En France, les migrants représentés majoritairement par les pères des enquêtées ont vécu en célibataires dans un premier temps, en famille dans un second. Le pays d'émigration est devenu pays d'immigration. Dans la France des «Trente glorieuses», la famille modale réduite à un couple de salariés et à leurs enfants, s'identifie à un «ménage», unité économique de base de production-consommation. Rien de tel dans les sociétés restées à l'écart de l'économie capitaliste. En simplifiant, la famille paysanne est indivise, elle s'inscrit spatialement dans une communauté de voisinage et elle est perçue comme un groupe transgénérationnel. Les choix pratiques réalisés dans l'immigration, en particulier dans la sous-population d'origine algérienne, donnent l'occasion d'observer comment s'organise empiriquement le passage de la grande famille indivise à la petite cellule familiale conjugale. L'analyse comparative de ces choix devrait mettre au jour quelles grandes lignes de clivage structurent les schèmes de conduites et de représentations.
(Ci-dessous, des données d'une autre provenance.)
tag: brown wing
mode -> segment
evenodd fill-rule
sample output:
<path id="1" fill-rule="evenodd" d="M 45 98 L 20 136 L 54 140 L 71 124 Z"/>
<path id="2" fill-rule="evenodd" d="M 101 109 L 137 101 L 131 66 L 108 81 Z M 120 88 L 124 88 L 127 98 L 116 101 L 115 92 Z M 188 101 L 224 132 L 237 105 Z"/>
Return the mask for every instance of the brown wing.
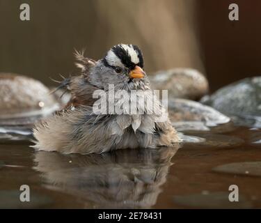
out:
<path id="1" fill-rule="evenodd" d="M 93 98 L 93 92 L 99 89 L 98 87 L 89 83 L 85 75 L 73 77 L 70 84 L 71 99 L 65 108 L 79 105 L 93 106 L 97 100 L 97 98 Z"/>
<path id="2" fill-rule="evenodd" d="M 56 90 L 61 88 L 66 88 L 71 93 L 71 99 L 63 109 L 72 106 L 77 107 L 81 105 L 92 106 L 97 100 L 93 98 L 93 93 L 94 91 L 99 89 L 99 88 L 92 85 L 88 82 L 90 69 L 96 65 L 97 61 L 84 57 L 84 52 L 75 50 L 74 56 L 77 61 L 75 64 L 81 69 L 82 75 L 64 78 L 56 88 Z"/>

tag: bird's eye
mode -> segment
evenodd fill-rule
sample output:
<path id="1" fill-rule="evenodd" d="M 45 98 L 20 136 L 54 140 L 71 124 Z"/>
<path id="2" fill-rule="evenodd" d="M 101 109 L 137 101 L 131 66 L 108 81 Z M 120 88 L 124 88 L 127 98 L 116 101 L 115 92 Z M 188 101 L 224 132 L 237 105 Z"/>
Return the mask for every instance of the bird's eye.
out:
<path id="1" fill-rule="evenodd" d="M 122 71 L 122 68 L 120 67 L 116 67 L 115 71 L 118 73 L 120 73 Z"/>

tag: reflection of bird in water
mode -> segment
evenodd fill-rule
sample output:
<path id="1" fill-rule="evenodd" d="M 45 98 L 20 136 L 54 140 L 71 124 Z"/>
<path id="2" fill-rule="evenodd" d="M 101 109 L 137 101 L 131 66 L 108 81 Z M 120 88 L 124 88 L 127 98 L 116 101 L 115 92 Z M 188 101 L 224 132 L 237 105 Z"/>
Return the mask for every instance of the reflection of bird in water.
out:
<path id="1" fill-rule="evenodd" d="M 149 208 L 156 203 L 177 148 L 90 155 L 38 151 L 34 169 L 47 187 L 84 199 L 86 208 Z"/>
<path id="2" fill-rule="evenodd" d="M 79 54 L 77 58 L 81 75 L 65 79 L 61 84 L 70 91 L 71 100 L 63 111 L 35 125 L 35 148 L 63 153 L 101 153 L 171 146 L 180 141 L 168 112 L 151 91 L 137 46 L 118 45 L 98 61 Z M 109 86 L 113 86 L 113 100 L 109 98 Z M 135 91 L 134 99 L 132 93 Z M 108 96 L 104 101 L 100 99 L 101 104 L 106 105 L 106 100 L 114 103 L 112 111 L 105 106 L 97 114 L 93 109 L 97 102 L 93 94 L 101 91 Z"/>

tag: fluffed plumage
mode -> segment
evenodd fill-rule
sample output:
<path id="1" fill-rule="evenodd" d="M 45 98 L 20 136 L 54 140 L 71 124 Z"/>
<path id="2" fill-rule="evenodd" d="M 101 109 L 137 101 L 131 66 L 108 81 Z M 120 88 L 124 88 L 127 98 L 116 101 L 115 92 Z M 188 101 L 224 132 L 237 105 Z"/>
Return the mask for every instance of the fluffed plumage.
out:
<path id="1" fill-rule="evenodd" d="M 150 112 L 148 105 L 141 114 L 93 112 L 97 100 L 93 98 L 93 93 L 96 90 L 108 93 L 109 84 L 114 84 L 115 91 L 126 91 L 128 95 L 132 90 L 150 89 L 138 47 L 114 46 L 98 61 L 79 52 L 75 56 L 82 74 L 65 79 L 60 85 L 70 91 L 71 100 L 64 109 L 35 125 L 35 148 L 64 153 L 100 153 L 114 149 L 169 146 L 180 141 L 158 100 L 155 102 L 166 117 L 164 121 L 159 121 L 158 113 Z M 116 108 L 122 107 L 117 105 L 119 102 L 116 100 Z M 131 105 L 130 101 L 127 103 Z"/>

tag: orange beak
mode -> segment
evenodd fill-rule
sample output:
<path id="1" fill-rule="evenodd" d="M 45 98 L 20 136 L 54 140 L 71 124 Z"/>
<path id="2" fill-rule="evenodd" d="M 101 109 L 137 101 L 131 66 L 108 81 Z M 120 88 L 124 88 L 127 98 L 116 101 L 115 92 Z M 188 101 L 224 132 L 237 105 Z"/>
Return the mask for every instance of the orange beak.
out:
<path id="1" fill-rule="evenodd" d="M 136 66 L 134 69 L 129 73 L 129 76 L 130 78 L 143 78 L 145 72 L 139 66 Z"/>

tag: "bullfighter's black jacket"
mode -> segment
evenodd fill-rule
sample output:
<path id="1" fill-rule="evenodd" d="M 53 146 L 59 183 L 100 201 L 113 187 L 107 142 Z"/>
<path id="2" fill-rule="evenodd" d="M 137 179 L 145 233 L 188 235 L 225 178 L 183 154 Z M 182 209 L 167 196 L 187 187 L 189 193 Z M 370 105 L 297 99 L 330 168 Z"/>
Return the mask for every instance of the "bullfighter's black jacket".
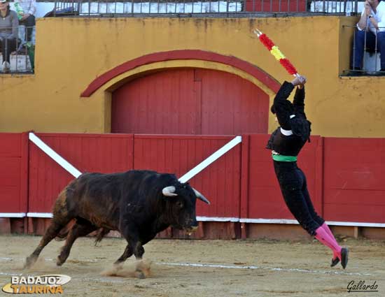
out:
<path id="1" fill-rule="evenodd" d="M 310 137 L 310 125 L 304 113 L 304 87 L 297 88 L 293 103 L 287 100 L 294 86 L 284 82 L 276 94 L 272 112 L 279 123 L 266 148 L 286 156 L 297 156 Z"/>

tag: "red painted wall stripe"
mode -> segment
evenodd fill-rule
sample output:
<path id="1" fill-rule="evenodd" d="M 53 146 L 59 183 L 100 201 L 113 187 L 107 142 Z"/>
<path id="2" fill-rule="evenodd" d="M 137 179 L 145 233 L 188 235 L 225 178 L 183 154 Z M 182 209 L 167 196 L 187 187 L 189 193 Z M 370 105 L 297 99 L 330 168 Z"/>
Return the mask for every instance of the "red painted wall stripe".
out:
<path id="1" fill-rule="evenodd" d="M 136 67 L 162 61 L 179 59 L 210 61 L 232 66 L 255 77 L 274 93 L 278 92 L 281 86 L 279 82 L 268 73 L 255 65 L 235 57 L 225 56 L 216 52 L 206 52 L 200 50 L 178 50 L 169 52 L 155 52 L 125 62 L 95 78 L 81 93 L 80 96 L 82 97 L 89 97 L 106 82 Z"/>

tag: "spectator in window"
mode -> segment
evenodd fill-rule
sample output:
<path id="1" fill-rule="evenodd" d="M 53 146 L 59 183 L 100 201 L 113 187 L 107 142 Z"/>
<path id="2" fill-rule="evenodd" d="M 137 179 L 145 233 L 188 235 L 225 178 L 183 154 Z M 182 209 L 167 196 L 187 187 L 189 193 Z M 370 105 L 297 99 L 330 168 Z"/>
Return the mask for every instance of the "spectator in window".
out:
<path id="1" fill-rule="evenodd" d="M 366 0 L 361 18 L 357 24 L 354 44 L 352 68 L 363 68 L 363 51 L 365 48 L 381 53 L 381 71 L 385 71 L 385 3 L 382 0 Z"/>
<path id="2" fill-rule="evenodd" d="M 9 9 L 7 0 L 0 0 L 0 43 L 3 55 L 3 72 L 8 73 L 10 52 L 16 50 L 19 20 L 18 14 Z"/>
<path id="3" fill-rule="evenodd" d="M 35 13 L 36 11 L 36 0 L 15 0 L 15 10 L 19 17 L 19 23 L 24 24 L 27 29 L 26 41 L 30 42 L 32 39 L 32 31 L 35 22 Z M 16 6 L 18 6 L 16 8 Z M 18 11 L 19 10 L 19 11 Z"/>

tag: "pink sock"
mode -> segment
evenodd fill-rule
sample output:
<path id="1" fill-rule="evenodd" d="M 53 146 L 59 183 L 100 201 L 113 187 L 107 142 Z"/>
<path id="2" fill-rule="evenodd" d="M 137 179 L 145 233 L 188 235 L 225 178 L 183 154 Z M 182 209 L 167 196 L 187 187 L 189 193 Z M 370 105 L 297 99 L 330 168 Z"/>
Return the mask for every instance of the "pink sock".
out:
<path id="1" fill-rule="evenodd" d="M 338 245 L 338 243 L 337 242 L 337 240 L 335 240 L 335 238 L 334 237 L 334 235 L 329 228 L 329 226 L 326 224 L 326 223 L 323 223 L 321 226 L 322 229 L 326 231 L 328 235 L 335 242 L 335 244 Z M 335 259 L 338 256 L 338 254 L 337 254 L 336 252 L 333 251 L 333 259 Z"/>
<path id="2" fill-rule="evenodd" d="M 337 241 L 334 240 L 334 238 L 332 238 L 328 233 L 325 231 L 323 228 L 318 227 L 316 230 L 316 238 L 318 241 L 320 241 L 322 244 L 327 246 L 328 248 L 330 248 L 332 251 L 333 251 L 333 254 L 335 253 L 337 254 L 337 256 L 341 259 L 341 249 L 342 247 L 338 245 L 338 243 L 337 243 Z"/>

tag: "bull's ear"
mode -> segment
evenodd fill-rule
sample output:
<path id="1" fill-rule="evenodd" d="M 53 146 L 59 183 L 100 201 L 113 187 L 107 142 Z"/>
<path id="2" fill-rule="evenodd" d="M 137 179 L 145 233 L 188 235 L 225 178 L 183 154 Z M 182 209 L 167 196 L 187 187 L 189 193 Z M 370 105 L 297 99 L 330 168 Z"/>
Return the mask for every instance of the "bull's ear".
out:
<path id="1" fill-rule="evenodd" d="M 202 201 L 203 202 L 205 202 L 207 204 L 210 204 L 210 201 L 209 201 L 205 196 L 204 196 L 202 194 L 197 191 L 195 189 L 192 188 L 192 189 L 194 190 L 194 193 L 195 193 L 195 196 L 197 196 L 197 198 Z"/>
<path id="2" fill-rule="evenodd" d="M 174 197 L 174 196 L 178 196 L 177 194 L 175 194 L 175 187 L 166 187 L 162 190 L 162 194 L 167 196 L 167 197 Z"/>

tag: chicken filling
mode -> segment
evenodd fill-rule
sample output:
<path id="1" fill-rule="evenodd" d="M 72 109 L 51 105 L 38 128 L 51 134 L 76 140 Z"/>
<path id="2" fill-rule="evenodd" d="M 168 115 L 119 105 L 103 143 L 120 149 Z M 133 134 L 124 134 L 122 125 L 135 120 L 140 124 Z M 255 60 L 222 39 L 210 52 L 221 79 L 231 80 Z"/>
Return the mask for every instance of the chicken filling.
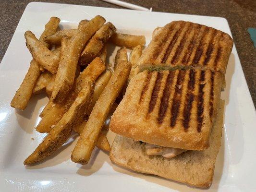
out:
<path id="1" fill-rule="evenodd" d="M 148 156 L 162 156 L 165 158 L 172 158 L 187 150 L 176 148 L 163 147 L 146 143 L 146 153 Z"/>

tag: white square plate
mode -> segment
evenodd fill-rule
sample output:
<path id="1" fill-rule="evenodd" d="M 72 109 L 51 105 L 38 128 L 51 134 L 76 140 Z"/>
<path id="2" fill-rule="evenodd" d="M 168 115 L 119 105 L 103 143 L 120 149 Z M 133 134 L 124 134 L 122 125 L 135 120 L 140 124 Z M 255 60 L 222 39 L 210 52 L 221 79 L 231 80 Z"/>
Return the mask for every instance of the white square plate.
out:
<path id="1" fill-rule="evenodd" d="M 126 170 L 112 164 L 108 154 L 95 150 L 91 160 L 81 166 L 71 161 L 75 135 L 42 163 L 24 167 L 23 161 L 45 134 L 34 128 L 46 104 L 45 96 L 34 96 L 20 111 L 10 102 L 28 68 L 31 56 L 24 34 L 31 30 L 37 36 L 52 16 L 71 28 L 84 19 L 100 14 L 119 31 L 144 35 L 148 44 L 153 30 L 174 20 L 198 23 L 231 35 L 225 19 L 203 16 L 146 12 L 46 3 L 29 3 L 19 23 L 0 65 L 0 191 L 199 191 L 201 190 L 159 177 Z M 1 37 L 4 38 L 4 37 Z M 110 58 L 112 62 L 115 51 Z M 256 115 L 238 56 L 234 46 L 222 93 L 226 101 L 225 127 L 212 186 L 209 191 L 255 191 Z M 109 132 L 111 142 L 114 135 Z M 77 138 L 76 138 L 77 139 Z"/>

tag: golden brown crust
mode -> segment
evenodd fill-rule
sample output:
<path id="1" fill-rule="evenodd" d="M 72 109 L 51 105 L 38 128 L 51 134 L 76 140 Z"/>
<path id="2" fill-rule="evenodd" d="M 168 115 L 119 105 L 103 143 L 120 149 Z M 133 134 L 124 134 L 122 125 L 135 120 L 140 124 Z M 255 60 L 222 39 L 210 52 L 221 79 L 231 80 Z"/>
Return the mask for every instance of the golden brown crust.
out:
<path id="1" fill-rule="evenodd" d="M 221 144 L 224 101 L 220 104 L 210 135 L 210 147 L 204 151 L 188 151 L 171 159 L 149 156 L 144 144 L 117 135 L 110 157 L 114 163 L 142 173 L 156 175 L 200 188 L 212 183 L 217 156 Z"/>
<path id="2" fill-rule="evenodd" d="M 183 68 L 225 73 L 232 46 L 232 39 L 222 31 L 174 21 L 154 36 L 138 65 L 141 71 L 148 68 Z"/>
<path id="3" fill-rule="evenodd" d="M 204 150 L 209 146 L 221 80 L 220 73 L 210 70 L 145 71 L 130 82 L 110 127 L 146 143 Z"/>

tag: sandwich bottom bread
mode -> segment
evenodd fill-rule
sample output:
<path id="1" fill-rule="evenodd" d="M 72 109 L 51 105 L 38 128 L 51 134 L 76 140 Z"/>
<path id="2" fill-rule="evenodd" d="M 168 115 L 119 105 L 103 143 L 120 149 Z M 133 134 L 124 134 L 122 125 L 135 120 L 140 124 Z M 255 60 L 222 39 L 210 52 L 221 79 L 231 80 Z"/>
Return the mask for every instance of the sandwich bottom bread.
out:
<path id="1" fill-rule="evenodd" d="M 148 156 L 146 143 L 117 135 L 110 152 L 113 163 L 136 171 L 160 177 L 201 188 L 212 183 L 215 162 L 221 140 L 224 101 L 219 110 L 210 137 L 210 146 L 203 151 L 188 150 L 174 158 Z"/>

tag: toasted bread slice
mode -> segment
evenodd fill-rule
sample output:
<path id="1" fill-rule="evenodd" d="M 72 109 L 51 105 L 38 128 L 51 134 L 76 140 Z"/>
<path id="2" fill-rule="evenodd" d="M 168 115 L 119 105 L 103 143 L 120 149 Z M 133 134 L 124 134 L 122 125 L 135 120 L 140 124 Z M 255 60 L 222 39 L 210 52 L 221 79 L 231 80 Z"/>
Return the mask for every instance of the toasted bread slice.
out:
<path id="1" fill-rule="evenodd" d="M 149 156 L 145 143 L 117 135 L 112 144 L 110 158 L 114 163 L 142 173 L 201 188 L 212 182 L 215 161 L 221 143 L 224 107 L 221 101 L 210 138 L 210 147 L 204 151 L 187 151 L 171 159 Z"/>
<path id="2" fill-rule="evenodd" d="M 221 75 L 209 70 L 145 71 L 130 82 L 110 127 L 158 145 L 204 150 L 219 106 Z"/>
<path id="3" fill-rule="evenodd" d="M 233 46 L 230 36 L 212 27 L 183 21 L 159 29 L 138 62 L 147 69 L 210 69 L 225 73 Z"/>

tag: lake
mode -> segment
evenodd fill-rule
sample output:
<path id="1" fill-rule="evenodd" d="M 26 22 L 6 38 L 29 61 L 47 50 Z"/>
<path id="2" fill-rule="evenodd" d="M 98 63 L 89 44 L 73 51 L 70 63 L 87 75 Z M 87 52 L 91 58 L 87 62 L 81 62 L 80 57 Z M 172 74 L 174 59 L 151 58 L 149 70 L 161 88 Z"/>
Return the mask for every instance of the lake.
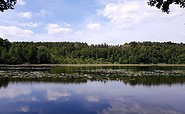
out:
<path id="1" fill-rule="evenodd" d="M 1 69 L 0 114 L 184 114 L 184 72 L 185 67 Z"/>

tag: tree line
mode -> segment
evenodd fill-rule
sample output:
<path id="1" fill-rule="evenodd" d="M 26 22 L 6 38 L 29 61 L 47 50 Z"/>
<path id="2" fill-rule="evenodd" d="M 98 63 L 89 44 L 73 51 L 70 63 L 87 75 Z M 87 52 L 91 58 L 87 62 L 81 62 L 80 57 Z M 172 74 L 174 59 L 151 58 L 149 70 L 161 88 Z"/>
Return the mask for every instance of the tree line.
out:
<path id="1" fill-rule="evenodd" d="M 0 38 L 0 64 L 185 64 L 185 44 L 130 42 L 9 42 Z"/>

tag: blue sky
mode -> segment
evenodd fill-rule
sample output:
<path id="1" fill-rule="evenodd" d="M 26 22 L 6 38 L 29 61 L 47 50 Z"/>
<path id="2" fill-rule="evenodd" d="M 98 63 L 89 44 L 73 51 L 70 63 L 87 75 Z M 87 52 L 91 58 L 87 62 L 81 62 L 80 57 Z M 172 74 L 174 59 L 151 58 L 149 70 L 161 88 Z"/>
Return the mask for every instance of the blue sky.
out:
<path id="1" fill-rule="evenodd" d="M 166 14 L 147 0 L 18 0 L 0 12 L 0 37 L 10 41 L 124 44 L 185 43 L 185 9 Z"/>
Dans cette partie inaugurale, on étudiera donc selon quelles modalités différenciées le passage d'un mode de vie à un autre s'est opéré. Dans quelles conditions et à quelles dates les pères des enquêtées ont-ils émigré, vers quels emplois se sont-ils orientés, comment et avec qui se sont-ils mariés, à quels moments la vie conjugale a-t-elle commencé, comment se sont logés les couples? Au terme de l'analyse, on élargira la focale de façon à situer la population d'origine algérienne par rapport à la population globale de l'enquête.